Self.connections = {} # {(Host, port, SSL): [Connection, ...], ...} Self.queue = [] # [Connection, ...]
When the task executes, the crawl method is first loaded into the event loop via Loop.run_until_complete (Crawler.crawl ()) and then The above statement builds the link pool connectionpool to save the connection object, gets the connection object, and then crawls the data through the fetch method of the Fetcher object. for a URL request task, the fetcher is used for processing, and the dispatch is Asyncio. the dispatch of the Task method. Where the fetch method gets the suspended generator, to Asyncio. Task execution.
By using the yield from and asynico.coroutine statements, this method becomes the generator in the execution process, and if it is suspended when the Fetcher.fetch () method is executed, it is processed by the scheduler.
The Fetcher.fetch () method is the core method of the web crawler, which is responsible for fetching page data from the network and loading the URL into the Todo collection, which attempts to fetch the page data when the number of attempts reaches the time limit to stop the operation. Getting successful HTML data and external links as well as redirect links will be stored. In the case where the URL link number reaches the upper limit, the link operation for this URL will be stopped and an error log is output. After that, for the different state of the page, take different processing methods.

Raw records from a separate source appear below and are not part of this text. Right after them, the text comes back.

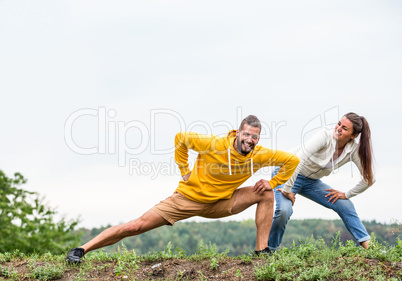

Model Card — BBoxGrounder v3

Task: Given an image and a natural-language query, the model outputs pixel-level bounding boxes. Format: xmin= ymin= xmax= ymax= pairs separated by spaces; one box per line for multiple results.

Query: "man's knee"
xmin=123 ymin=211 xmax=168 ymax=237
xmin=121 ymin=218 xmax=146 ymax=236
xmin=261 ymin=190 xmax=274 ymax=203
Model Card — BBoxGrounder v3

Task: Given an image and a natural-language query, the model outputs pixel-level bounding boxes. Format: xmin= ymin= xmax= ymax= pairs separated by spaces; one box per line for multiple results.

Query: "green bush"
xmin=0 ymin=170 xmax=80 ymax=254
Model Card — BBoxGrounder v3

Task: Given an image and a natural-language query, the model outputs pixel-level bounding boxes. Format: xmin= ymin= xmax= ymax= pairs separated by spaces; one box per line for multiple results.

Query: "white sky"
xmin=0 ymin=0 xmax=401 ymax=228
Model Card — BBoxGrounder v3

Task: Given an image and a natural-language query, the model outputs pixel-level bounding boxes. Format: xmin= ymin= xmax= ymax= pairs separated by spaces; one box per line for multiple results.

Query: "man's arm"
xmin=266 ymin=150 xmax=300 ymax=189
xmin=174 ymin=132 xmax=215 ymax=177
xmin=252 ymin=149 xmax=299 ymax=195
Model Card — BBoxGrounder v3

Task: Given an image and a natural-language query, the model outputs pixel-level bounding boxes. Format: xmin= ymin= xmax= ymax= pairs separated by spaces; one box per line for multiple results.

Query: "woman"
xmin=268 ymin=112 xmax=375 ymax=250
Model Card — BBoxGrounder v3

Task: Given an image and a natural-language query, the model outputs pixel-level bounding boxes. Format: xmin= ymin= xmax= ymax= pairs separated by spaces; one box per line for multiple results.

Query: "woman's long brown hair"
xmin=344 ymin=112 xmax=374 ymax=186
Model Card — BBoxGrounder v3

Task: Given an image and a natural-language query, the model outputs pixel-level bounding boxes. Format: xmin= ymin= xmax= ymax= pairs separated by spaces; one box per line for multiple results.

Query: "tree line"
xmin=79 ymin=219 xmax=401 ymax=256
xmin=1 ymin=170 xmax=400 ymax=255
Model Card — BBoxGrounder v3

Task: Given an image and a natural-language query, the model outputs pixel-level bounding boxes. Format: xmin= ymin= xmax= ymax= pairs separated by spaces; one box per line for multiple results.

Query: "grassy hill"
xmin=1 ymin=236 xmax=401 ymax=280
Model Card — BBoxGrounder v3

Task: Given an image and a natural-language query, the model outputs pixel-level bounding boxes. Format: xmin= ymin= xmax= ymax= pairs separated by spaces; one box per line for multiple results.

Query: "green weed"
xmin=27 ymin=263 xmax=65 ymax=280
xmin=210 ymin=257 xmax=218 ymax=270
xmin=0 ymin=231 xmax=401 ymax=280
xmin=112 ymin=244 xmax=139 ymax=277
xmin=198 ymin=270 xmax=207 ymax=281
xmin=191 ymin=241 xmax=229 ymax=261
xmin=237 ymin=253 xmax=253 ymax=263
xmin=0 ymin=266 xmax=18 ymax=280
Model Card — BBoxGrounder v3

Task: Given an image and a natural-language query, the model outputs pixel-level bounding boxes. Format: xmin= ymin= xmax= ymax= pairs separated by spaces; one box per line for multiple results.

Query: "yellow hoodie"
xmin=175 ymin=130 xmax=300 ymax=203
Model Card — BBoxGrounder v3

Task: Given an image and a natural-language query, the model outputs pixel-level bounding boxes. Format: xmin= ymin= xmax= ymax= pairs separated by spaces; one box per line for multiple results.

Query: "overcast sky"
xmin=1 ymin=0 xmax=401 ymax=229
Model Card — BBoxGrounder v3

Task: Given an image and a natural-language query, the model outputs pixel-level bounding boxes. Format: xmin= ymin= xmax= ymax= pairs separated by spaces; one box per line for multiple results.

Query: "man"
xmin=66 ymin=115 xmax=299 ymax=263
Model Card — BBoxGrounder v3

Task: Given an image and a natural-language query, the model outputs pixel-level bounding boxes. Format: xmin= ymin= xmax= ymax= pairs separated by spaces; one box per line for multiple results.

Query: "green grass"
xmin=0 ymin=233 xmax=401 ymax=280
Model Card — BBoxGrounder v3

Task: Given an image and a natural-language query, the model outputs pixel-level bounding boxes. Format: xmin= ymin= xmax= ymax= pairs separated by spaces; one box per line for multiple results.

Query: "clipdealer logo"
xmin=64 ymin=107 xmax=289 ymax=177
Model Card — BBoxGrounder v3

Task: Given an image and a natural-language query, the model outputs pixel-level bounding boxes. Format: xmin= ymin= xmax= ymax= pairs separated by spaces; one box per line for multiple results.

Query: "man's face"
xmin=236 ymin=124 xmax=260 ymax=155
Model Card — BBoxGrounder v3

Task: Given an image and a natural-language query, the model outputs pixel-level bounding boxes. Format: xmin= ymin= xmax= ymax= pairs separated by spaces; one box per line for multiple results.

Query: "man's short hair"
xmin=239 ymin=115 xmax=261 ymax=132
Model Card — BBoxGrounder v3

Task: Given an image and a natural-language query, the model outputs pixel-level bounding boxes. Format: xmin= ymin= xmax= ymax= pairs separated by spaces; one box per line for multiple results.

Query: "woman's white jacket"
xmin=283 ymin=126 xmax=375 ymax=199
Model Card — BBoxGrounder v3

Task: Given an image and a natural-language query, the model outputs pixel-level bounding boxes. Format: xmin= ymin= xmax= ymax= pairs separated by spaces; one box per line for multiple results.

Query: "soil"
xmin=1 ymin=257 xmax=401 ymax=280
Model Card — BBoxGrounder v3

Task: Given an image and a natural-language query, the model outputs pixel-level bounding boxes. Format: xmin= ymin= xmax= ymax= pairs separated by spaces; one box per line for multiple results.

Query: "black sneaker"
xmin=254 ymin=247 xmax=274 ymax=256
xmin=66 ymin=247 xmax=85 ymax=264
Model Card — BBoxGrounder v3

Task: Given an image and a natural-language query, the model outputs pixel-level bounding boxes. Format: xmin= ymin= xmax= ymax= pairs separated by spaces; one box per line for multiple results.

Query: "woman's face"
xmin=334 ymin=117 xmax=357 ymax=143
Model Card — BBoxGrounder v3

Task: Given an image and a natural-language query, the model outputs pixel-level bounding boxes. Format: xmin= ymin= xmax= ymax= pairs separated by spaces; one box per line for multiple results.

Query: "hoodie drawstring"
xmin=228 ymin=148 xmax=232 ymax=175
xmin=250 ymin=158 xmax=254 ymax=185
xmin=350 ymin=153 xmax=353 ymax=178
xmin=228 ymin=147 xmax=254 ymax=184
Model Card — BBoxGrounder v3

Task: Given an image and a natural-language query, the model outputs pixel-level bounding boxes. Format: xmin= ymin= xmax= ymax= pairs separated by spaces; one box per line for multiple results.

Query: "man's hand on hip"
xmin=182 ymin=172 xmax=191 ymax=181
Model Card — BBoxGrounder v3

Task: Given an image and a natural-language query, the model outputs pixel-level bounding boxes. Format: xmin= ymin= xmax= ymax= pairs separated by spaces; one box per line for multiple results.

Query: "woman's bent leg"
xmin=300 ymin=179 xmax=370 ymax=245
xmin=268 ymin=188 xmax=294 ymax=251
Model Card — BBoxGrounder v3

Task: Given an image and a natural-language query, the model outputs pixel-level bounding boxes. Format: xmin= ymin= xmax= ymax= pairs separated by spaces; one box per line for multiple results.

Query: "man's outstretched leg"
xmin=66 ymin=210 xmax=169 ymax=263
xmin=231 ymin=186 xmax=274 ymax=253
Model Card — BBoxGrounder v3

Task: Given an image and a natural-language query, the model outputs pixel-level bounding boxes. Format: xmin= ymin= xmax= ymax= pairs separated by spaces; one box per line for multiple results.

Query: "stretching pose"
xmin=66 ymin=115 xmax=299 ymax=263
xmin=268 ymin=112 xmax=375 ymax=251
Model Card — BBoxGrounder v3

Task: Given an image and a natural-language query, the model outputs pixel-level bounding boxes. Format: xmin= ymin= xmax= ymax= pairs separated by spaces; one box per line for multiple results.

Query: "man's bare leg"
xmin=81 ymin=210 xmax=169 ymax=254
xmin=231 ymin=186 xmax=274 ymax=251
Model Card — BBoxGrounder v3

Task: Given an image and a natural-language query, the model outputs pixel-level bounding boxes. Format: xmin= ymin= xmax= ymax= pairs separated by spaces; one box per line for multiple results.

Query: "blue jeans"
xmin=268 ymin=170 xmax=370 ymax=251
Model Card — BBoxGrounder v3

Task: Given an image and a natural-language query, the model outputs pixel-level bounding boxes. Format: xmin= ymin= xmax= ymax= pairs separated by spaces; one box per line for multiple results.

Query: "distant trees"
xmin=79 ymin=220 xmax=259 ymax=256
xmin=0 ymin=171 xmax=80 ymax=254
xmin=78 ymin=219 xmax=401 ymax=256
xmin=2 ymin=169 xmax=400 ymax=256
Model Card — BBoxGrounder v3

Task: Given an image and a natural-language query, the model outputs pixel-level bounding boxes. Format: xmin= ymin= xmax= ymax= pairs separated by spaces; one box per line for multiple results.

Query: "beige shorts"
xmin=151 ymin=191 xmax=239 ymax=225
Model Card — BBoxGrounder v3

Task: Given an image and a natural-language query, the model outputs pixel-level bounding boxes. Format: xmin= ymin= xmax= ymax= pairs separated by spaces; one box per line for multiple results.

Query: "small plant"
xmin=176 ymin=269 xmax=184 ymax=277
xmin=96 ymin=263 xmax=111 ymax=271
xmin=74 ymin=268 xmax=88 ymax=281
xmin=339 ymin=266 xmax=355 ymax=279
xmin=0 ymin=252 xmax=13 ymax=263
xmin=299 ymin=264 xmax=333 ymax=280
xmin=28 ymin=263 xmax=65 ymax=280
xmin=210 ymin=257 xmax=218 ymax=270
xmin=113 ymin=244 xmax=139 ymax=277
xmin=191 ymin=241 xmax=229 ymax=262
xmin=194 ymin=241 xmax=218 ymax=259
xmin=175 ymin=246 xmax=187 ymax=259
xmin=254 ymin=262 xmax=280 ymax=280
xmin=87 ymin=250 xmax=111 ymax=262
xmin=1 ymin=266 xmax=19 ymax=280
xmin=236 ymin=268 xmax=242 ymax=278
xmin=142 ymin=250 xmax=164 ymax=262
xmin=113 ymin=262 xmax=130 ymax=278
xmin=198 ymin=270 xmax=207 ymax=281
xmin=238 ymin=254 xmax=252 ymax=263
xmin=142 ymin=242 xmax=180 ymax=262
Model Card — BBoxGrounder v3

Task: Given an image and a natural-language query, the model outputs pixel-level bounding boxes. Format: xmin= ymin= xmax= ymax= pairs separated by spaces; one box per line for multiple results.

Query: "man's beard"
xmin=237 ymin=138 xmax=253 ymax=155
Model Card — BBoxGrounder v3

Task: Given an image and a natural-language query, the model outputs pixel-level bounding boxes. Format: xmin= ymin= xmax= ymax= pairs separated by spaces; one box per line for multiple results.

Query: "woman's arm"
xmin=345 ymin=150 xmax=376 ymax=199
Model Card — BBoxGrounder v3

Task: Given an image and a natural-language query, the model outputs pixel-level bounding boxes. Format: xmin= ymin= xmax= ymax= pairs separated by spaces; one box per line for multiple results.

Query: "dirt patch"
xmin=1 ymin=257 xmax=401 ymax=280
xmin=1 ymin=258 xmax=258 ymax=280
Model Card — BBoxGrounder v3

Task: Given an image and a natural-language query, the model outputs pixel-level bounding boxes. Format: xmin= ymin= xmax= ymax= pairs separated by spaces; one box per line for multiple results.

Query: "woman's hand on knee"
xmin=277 ymin=188 xmax=295 ymax=206
xmin=325 ymin=189 xmax=346 ymax=204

The following code is the crawling.py file starting at 333 lines (crawling.py) to the end of the corresponding method of the region, through the page status of the decision to choose a different way of processing. The URL information on the page is obtained through regular expressions, where the string that begins with the href is selected, and the core URL extracts the code below:
1 #2 self.urls = set (Re.findall (4 Logger.warn ('9 url, frag = Urllib.parse.urldefrag (URL) if Self.crawle R.add_url (URL): Self.new_urls.add (URL)
Through the code, it is clear that the regular match results are stored in the URLs collection and processed sequentially through a for loop, adding to the Todo collection of the current Fetcher crawler object.
Based on the previous analysis of the main file crawl.py for further analysis, you can get the overall crawler architecture:
In the main file first through the Argparse. The argumentparser is parsed to set the console's data read and control, where IOCP is selected as the event loop object in the Windows environment. The main method, first returns the dictionary that stores the command line data via Parse_args, and gives a hint if there is no root attribute. The log level is then configured to indicate the output level of the log, which is below the lowest level of output.
When entering the program through the main method of the Import function, first initializes the crawler based on the command line arguments, and obtains the loop event object using Asyncio, performing the Run_ The Until_complete method will continue to execute until the end of the program runs.
In addition, reporting.py is used to print the current task execution. where Fetcher_report (fetcher, stats, File=none) prints the working status of this URL, url is the URL attribute of Fetcher; report (crawler, File=none) Prints the entire project with all completed URL working status.
At this point, the basic framework of crawl is present. As for some of the features of the Python language that are not easily understood in this program, some of the core modules that are applied to it will be the next blog, "Standard crawler analysis, streamlining is not easy!" is described in the ".
- Related articles recommended:
- Engineers discover Apple crawlers or to improve search experience
- GE Open Predix, expected to become the industrial Internet fact standard
- New HTML5 Standard ignores WHATWG
- This article from: Hobby Linux Technology Network
- This article link: http://www.ahlinux.com/news/8965.html
Standard Crawler, a feast from the father of Python!